Hundreds of activists will hold out coffee cans, set up lemonade stands or hold bake sales while handing out flyers that explain how our taxpayer dollars are used to subsidize oil corporations. The flyers also clarify that subsidizing Big Oil actually leads to higher gas prices and fewer jobs.

In September, 350.org Massachusetts will hold a press conference and present a check to elected representatives who have supported Big Oil. They are especially targeting Senator Scott Brown who has received at least $256,760 from oil giants and who has continuously voted to protect their interests.

5. Coal Export Action, Helena, Montana (Aug. 12-20)

On Aug. 12, Montanans and their supporters will gather at Helena, the state capitol, to begin a weeklong sit-in to urge officials to stop coal exports. The sit-in leads up to a Montana State Land Board meeting on Aug. 20, where activists will urge noard members to reject an Arch Coal permit application to build the Otter Creek Coal Export Mine, which would be one of the largest coals mines in North America. Arch Coal is the second largest coal producer in the United States and is expected to submit a permit application to the board in late August. 
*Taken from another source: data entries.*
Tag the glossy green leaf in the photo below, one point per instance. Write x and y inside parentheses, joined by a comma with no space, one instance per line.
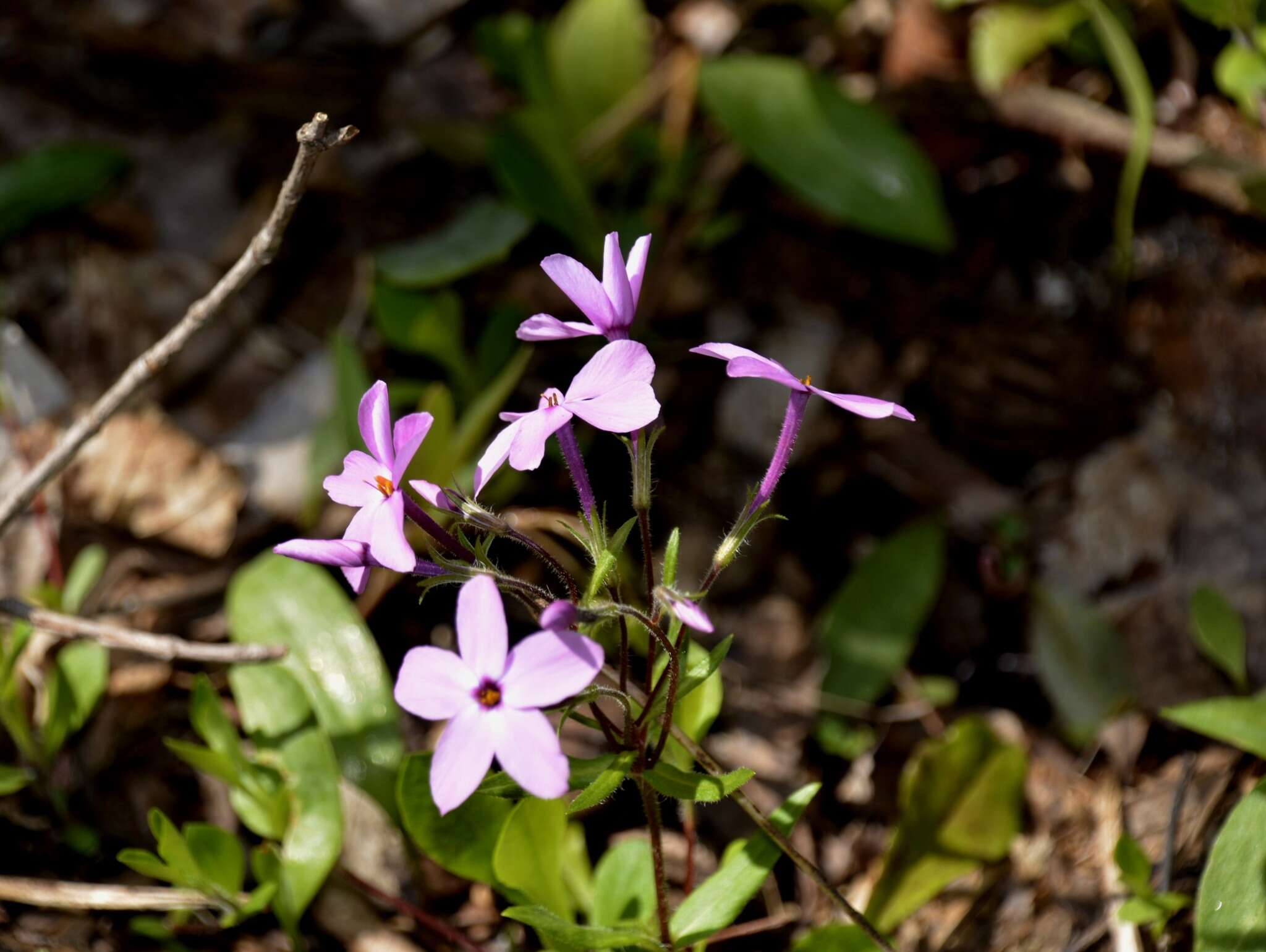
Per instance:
(83,576)
(870,626)
(960,799)
(55,177)
(1231,902)
(624,884)
(1080,661)
(14,779)
(1240,722)
(720,899)
(482,234)
(275,600)
(845,159)
(529,855)
(565,936)
(464,839)
(700,788)
(598,52)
Coal Export Action organizers said, “Montana has the largest underground coal reserves in the U.S., and what we do with that carbon will affect the global fight for clean energy more than almost anything else in the world. Years of petitioning, rallying, and turning out to public hearings have not been enough to get Land Board members to stand up to some of the world’s most powerful energy corporations. Now it’s time to take matters into our own hands.”

Coal mining in Montana has damaged ranchlands, depleted clean water, polluted communities and contributed to climate change.